There are some people fighting the good fight for more disciplined metaheuristics research. Metaheurstics - the Metaphor Exposed is a nice read (https://www.cs.ubc.ca/~hutter/EARG.shtml/stack/2013_Sorensen...). The author is spot on that a lot of the nature-inspired algorithms don't even make sense as metaphors and they're just obfuscating the descriptions of algorithms unnecessarily.
Looks like an interesting paper - I agree with your single-sentence summary, at least. I'll check it out.
Update: read the paper. It's spot on, great read.
What do you mean they “kinda” work? NAS is all the rage these days. SOA on Imagenet [1], SOA for mobile [2]. Still needs a ton of gpus, but search algorithms getting smarter every month.

PS I have to admit, your papers made me laugh :)

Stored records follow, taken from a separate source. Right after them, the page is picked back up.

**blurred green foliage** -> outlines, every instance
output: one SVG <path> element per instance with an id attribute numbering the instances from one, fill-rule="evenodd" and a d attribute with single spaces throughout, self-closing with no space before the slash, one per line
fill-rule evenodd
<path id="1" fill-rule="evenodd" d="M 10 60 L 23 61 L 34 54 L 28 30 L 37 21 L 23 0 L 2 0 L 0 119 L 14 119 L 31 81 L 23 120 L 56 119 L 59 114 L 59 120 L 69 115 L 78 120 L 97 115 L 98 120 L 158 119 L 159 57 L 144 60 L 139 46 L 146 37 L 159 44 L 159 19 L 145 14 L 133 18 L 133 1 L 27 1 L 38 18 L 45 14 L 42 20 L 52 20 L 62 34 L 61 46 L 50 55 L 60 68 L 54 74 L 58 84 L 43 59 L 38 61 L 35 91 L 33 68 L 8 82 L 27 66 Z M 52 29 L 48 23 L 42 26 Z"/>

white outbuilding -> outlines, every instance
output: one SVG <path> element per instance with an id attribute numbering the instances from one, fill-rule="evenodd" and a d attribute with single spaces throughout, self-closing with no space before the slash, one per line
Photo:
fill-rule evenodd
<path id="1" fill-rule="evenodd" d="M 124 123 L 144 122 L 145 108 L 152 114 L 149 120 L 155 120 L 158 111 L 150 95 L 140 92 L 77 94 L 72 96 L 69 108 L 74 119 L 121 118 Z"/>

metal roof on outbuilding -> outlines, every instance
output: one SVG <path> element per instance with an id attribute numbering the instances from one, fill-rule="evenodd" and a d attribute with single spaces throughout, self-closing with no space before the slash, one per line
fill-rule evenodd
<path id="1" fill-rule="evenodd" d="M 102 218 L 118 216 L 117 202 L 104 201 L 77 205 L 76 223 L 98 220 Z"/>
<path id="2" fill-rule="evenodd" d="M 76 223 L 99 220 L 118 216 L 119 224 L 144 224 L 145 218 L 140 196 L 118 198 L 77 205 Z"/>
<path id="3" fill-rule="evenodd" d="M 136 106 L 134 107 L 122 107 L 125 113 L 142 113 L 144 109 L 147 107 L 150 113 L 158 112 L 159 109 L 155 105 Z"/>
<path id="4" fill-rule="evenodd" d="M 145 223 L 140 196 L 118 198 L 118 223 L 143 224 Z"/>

[1] https://arxiv.org/abs/1811.06965

[2] http://www.arxiv-sanity.com/1807.11626v2

Oh yeah, can't argue with results. Similar to deep learning. I've used both deep learning and metaheuristics a fair amount -- I don't care too much about mathematical rigor ;). I just mean, it's the sort of thing that usually needs experimentation, domain knowledge and maybe a bit of luck.
I want to know what 1's CIFAR transfer results are w/o cutout.
FYI, they compare their cifar results to [1], which is more effective than plain cutout.

[1] https://arxiv.org/abs/1805.09501

Heh, I'm familiar with this one too. It implies that, for instance, the Shake-Shake and Shake-Drop papers employ cutout, which they don't report. It's hard to make apples to apples comparisons when they're changing lots of things at the same time.
"The normal (left) and paranormal (right) distributions."

Your papers are fantastic.

:) I forgot to say "our papers" -- credit also goes to the coauthor.